The exceptions were indeed recorded in the ERR$_EMP table.
Some additional information to this log table might be useful. For example, if multiple programs are doing the FOR ALL … SAVE EXCEPTIONS, one might want to know who caused the error, when the error occurred, and which program logged the error.
It is OK to alter the ERR$ table and add columns. Next month I’ll illustrate how to collect some additional useful information, syntax you can maybe use in other exception processing.
The SAVE EXECPTIONS does record an error condition to the PL/SQL routine and the exception clause is then coded to process the array created holding the Oracle error codes.
This option is probably better if not expecting a lot of excepted rows.

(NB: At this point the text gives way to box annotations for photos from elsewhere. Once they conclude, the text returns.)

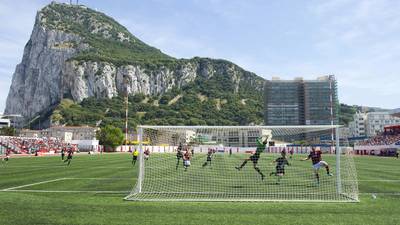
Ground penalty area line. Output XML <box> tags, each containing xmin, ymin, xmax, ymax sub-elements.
<box><xmin>1</xmin><ymin>177</ymin><xmax>68</xmax><ymax>191</ymax></box>
<box><xmin>1</xmin><ymin>189</ymin><xmax>131</xmax><ymax>194</ymax></box>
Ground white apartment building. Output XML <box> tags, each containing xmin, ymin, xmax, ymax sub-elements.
<box><xmin>349</xmin><ymin>112</ymin><xmax>400</xmax><ymax>137</ymax></box>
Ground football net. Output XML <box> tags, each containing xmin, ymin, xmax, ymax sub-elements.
<box><xmin>125</xmin><ymin>126</ymin><xmax>358</xmax><ymax>202</ymax></box>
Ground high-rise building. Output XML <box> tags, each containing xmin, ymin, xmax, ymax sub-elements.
<box><xmin>349</xmin><ymin>112</ymin><xmax>400</xmax><ymax>137</ymax></box>
<box><xmin>264</xmin><ymin>75</ymin><xmax>338</xmax><ymax>125</ymax></box>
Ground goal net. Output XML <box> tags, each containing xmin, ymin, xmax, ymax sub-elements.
<box><xmin>125</xmin><ymin>125</ymin><xmax>358</xmax><ymax>202</ymax></box>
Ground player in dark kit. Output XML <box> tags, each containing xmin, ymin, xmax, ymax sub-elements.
<box><xmin>269</xmin><ymin>151</ymin><xmax>290</xmax><ymax>184</ymax></box>
<box><xmin>235</xmin><ymin>136</ymin><xmax>268</xmax><ymax>180</ymax></box>
<box><xmin>64</xmin><ymin>149</ymin><xmax>74</xmax><ymax>166</ymax></box>
<box><xmin>3</xmin><ymin>150</ymin><xmax>10</xmax><ymax>164</ymax></box>
<box><xmin>176</xmin><ymin>143</ymin><xmax>183</xmax><ymax>169</ymax></box>
<box><xmin>301</xmin><ymin>147</ymin><xmax>333</xmax><ymax>185</ymax></box>
<box><xmin>202</xmin><ymin>149</ymin><xmax>213</xmax><ymax>167</ymax></box>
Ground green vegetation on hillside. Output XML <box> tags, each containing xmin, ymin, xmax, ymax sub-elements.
<box><xmin>40</xmin><ymin>3</ymin><xmax>176</xmax><ymax>66</ymax></box>
<box><xmin>53</xmin><ymin>84</ymin><xmax>263</xmax><ymax>128</ymax></box>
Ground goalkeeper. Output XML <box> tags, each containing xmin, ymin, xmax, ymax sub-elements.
<box><xmin>176</xmin><ymin>143</ymin><xmax>183</xmax><ymax>170</ymax></box>
<box><xmin>235</xmin><ymin>135</ymin><xmax>268</xmax><ymax>180</ymax></box>
<box><xmin>202</xmin><ymin>149</ymin><xmax>213</xmax><ymax>167</ymax></box>
<box><xmin>269</xmin><ymin>151</ymin><xmax>290</xmax><ymax>184</ymax></box>
<box><xmin>132</xmin><ymin>148</ymin><xmax>139</xmax><ymax>165</ymax></box>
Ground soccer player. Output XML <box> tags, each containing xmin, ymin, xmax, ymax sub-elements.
<box><xmin>64</xmin><ymin>149</ymin><xmax>74</xmax><ymax>166</ymax></box>
<box><xmin>143</xmin><ymin>149</ymin><xmax>150</xmax><ymax>160</ymax></box>
<box><xmin>183</xmin><ymin>149</ymin><xmax>192</xmax><ymax>172</ymax></box>
<box><xmin>301</xmin><ymin>146</ymin><xmax>333</xmax><ymax>185</ymax></box>
<box><xmin>61</xmin><ymin>147</ymin><xmax>65</xmax><ymax>161</ymax></box>
<box><xmin>289</xmin><ymin>148</ymin><xmax>294</xmax><ymax>159</ymax></box>
<box><xmin>235</xmin><ymin>136</ymin><xmax>268</xmax><ymax>180</ymax></box>
<box><xmin>176</xmin><ymin>143</ymin><xmax>183</xmax><ymax>170</ymax></box>
<box><xmin>202</xmin><ymin>149</ymin><xmax>213</xmax><ymax>167</ymax></box>
<box><xmin>269</xmin><ymin>151</ymin><xmax>290</xmax><ymax>184</ymax></box>
<box><xmin>3</xmin><ymin>150</ymin><xmax>10</xmax><ymax>164</ymax></box>
<box><xmin>132</xmin><ymin>148</ymin><xmax>139</xmax><ymax>165</ymax></box>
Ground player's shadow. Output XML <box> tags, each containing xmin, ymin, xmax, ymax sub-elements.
<box><xmin>230</xmin><ymin>185</ymin><xmax>244</xmax><ymax>189</ymax></box>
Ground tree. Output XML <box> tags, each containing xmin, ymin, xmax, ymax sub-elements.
<box><xmin>96</xmin><ymin>125</ymin><xmax>124</xmax><ymax>151</ymax></box>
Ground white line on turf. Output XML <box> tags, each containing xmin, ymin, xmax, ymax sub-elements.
<box><xmin>359</xmin><ymin>192</ymin><xmax>400</xmax><ymax>196</ymax></box>
<box><xmin>2</xmin><ymin>177</ymin><xmax>67</xmax><ymax>191</ymax></box>
<box><xmin>0</xmin><ymin>189</ymin><xmax>130</xmax><ymax>194</ymax></box>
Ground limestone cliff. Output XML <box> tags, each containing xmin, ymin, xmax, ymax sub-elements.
<box><xmin>5</xmin><ymin>2</ymin><xmax>263</xmax><ymax>124</ymax></box>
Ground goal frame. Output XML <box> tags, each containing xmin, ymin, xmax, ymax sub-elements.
<box><xmin>124</xmin><ymin>125</ymin><xmax>359</xmax><ymax>202</ymax></box>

The LOG ERRORS does cause DML. This log table will contain the Oracle error numbers and messages as well as the column data from the table being updated with the FORALL. This option does not make the PL/SQL routine larger (via another array) and this option does NOT return an error condition to the PL/SQL routine. The log table needs to be cleared prior to the FORALL statement and checked for exceptions after the FORALL statement.

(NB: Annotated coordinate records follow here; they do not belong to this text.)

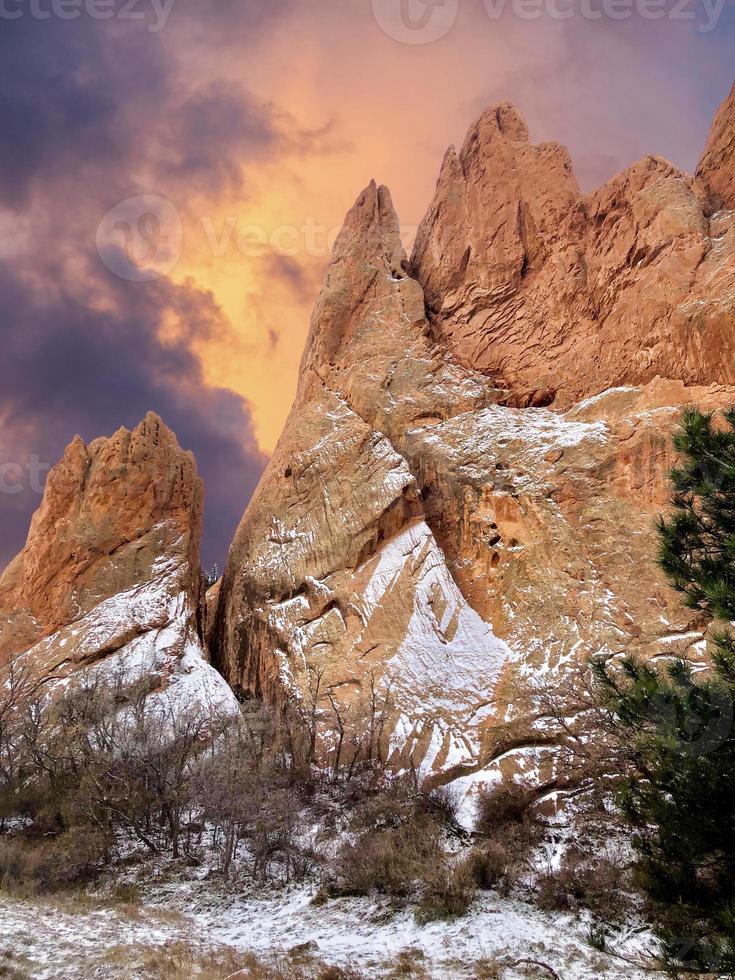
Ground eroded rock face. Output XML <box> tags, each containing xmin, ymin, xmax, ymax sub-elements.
<box><xmin>697</xmin><ymin>85</ymin><xmax>735</xmax><ymax>211</ymax></box>
<box><xmin>213</xmin><ymin>92</ymin><xmax>735</xmax><ymax>786</ymax></box>
<box><xmin>411</xmin><ymin>102</ymin><xmax>735</xmax><ymax>408</ymax></box>
<box><xmin>0</xmin><ymin>413</ymin><xmax>235</xmax><ymax>709</ymax></box>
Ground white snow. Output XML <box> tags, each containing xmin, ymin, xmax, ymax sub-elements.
<box><xmin>0</xmin><ymin>881</ymin><xmax>658</xmax><ymax>980</ymax></box>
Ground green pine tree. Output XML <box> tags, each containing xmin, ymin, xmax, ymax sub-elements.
<box><xmin>593</xmin><ymin>408</ymin><xmax>735</xmax><ymax>977</ymax></box>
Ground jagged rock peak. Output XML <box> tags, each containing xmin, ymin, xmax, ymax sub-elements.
<box><xmin>294</xmin><ymin>181</ymin><xmax>416</xmax><ymax>388</ymax></box>
<box><xmin>697</xmin><ymin>85</ymin><xmax>735</xmax><ymax>211</ymax></box>
<box><xmin>0</xmin><ymin>412</ymin><xmax>237</xmax><ymax>730</ymax></box>
<box><xmin>465</xmin><ymin>102</ymin><xmax>529</xmax><ymax>147</ymax></box>
<box><xmin>0</xmin><ymin>412</ymin><xmax>204</xmax><ymax>634</ymax></box>
<box><xmin>410</xmin><ymin>88</ymin><xmax>735</xmax><ymax>408</ymax></box>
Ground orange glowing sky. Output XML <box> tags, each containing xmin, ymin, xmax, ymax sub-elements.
<box><xmin>0</xmin><ymin>0</ymin><xmax>735</xmax><ymax>567</ymax></box>
<box><xmin>161</xmin><ymin>0</ymin><xmax>730</xmax><ymax>451</ymax></box>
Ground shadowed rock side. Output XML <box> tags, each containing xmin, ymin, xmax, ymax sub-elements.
<box><xmin>411</xmin><ymin>99</ymin><xmax>735</xmax><ymax>409</ymax></box>
<box><xmin>214</xmin><ymin>90</ymin><xmax>735</xmax><ymax>785</ymax></box>
<box><xmin>0</xmin><ymin>413</ymin><xmax>235</xmax><ymax>709</ymax></box>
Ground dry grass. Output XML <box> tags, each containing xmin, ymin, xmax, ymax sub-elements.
<box><xmin>0</xmin><ymin>949</ymin><xmax>31</xmax><ymax>980</ymax></box>
<box><xmin>105</xmin><ymin>941</ymin><xmax>360</xmax><ymax>980</ymax></box>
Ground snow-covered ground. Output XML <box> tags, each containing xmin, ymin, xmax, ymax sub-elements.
<box><xmin>0</xmin><ymin>878</ymin><xmax>668</xmax><ymax>980</ymax></box>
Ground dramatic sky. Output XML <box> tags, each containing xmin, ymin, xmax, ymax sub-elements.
<box><xmin>0</xmin><ymin>0</ymin><xmax>735</xmax><ymax>568</ymax></box>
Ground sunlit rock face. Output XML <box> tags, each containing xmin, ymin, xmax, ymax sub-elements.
<box><xmin>212</xmin><ymin>94</ymin><xmax>735</xmax><ymax>782</ymax></box>
<box><xmin>411</xmin><ymin>101</ymin><xmax>735</xmax><ymax>408</ymax></box>
<box><xmin>0</xmin><ymin>413</ymin><xmax>236</xmax><ymax>712</ymax></box>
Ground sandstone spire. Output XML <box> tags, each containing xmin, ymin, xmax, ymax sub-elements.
<box><xmin>697</xmin><ymin>85</ymin><xmax>735</xmax><ymax>211</ymax></box>
<box><xmin>214</xmin><ymin>94</ymin><xmax>735</xmax><ymax>812</ymax></box>
<box><xmin>0</xmin><ymin>413</ymin><xmax>234</xmax><ymax>709</ymax></box>
<box><xmin>411</xmin><ymin>99</ymin><xmax>735</xmax><ymax>407</ymax></box>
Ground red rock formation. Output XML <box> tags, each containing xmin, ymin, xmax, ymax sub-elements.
<box><xmin>411</xmin><ymin>101</ymin><xmax>735</xmax><ymax>408</ymax></box>
<box><xmin>215</xmin><ymin>86</ymin><xmax>735</xmax><ymax>804</ymax></box>
<box><xmin>697</xmin><ymin>85</ymin><xmax>735</xmax><ymax>211</ymax></box>
<box><xmin>0</xmin><ymin>413</ymin><xmax>234</xmax><ymax>720</ymax></box>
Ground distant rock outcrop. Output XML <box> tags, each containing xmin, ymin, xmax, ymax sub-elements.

FORALL can be a useful way of quickly putting rows in an array back to the database.
Next in the series will be some FORALL new syntax and live database timings using the FORALL statement from a customer. I will also illustrate some nifty exception-processing techniques that would be useful in the SAVE ERRORS processing along with your other exception processing, perhaps. I will also close on the FORALL discussion on best uses of this technology.
I hope you find these tips useful in your day to day use of the Oracle RDBMS.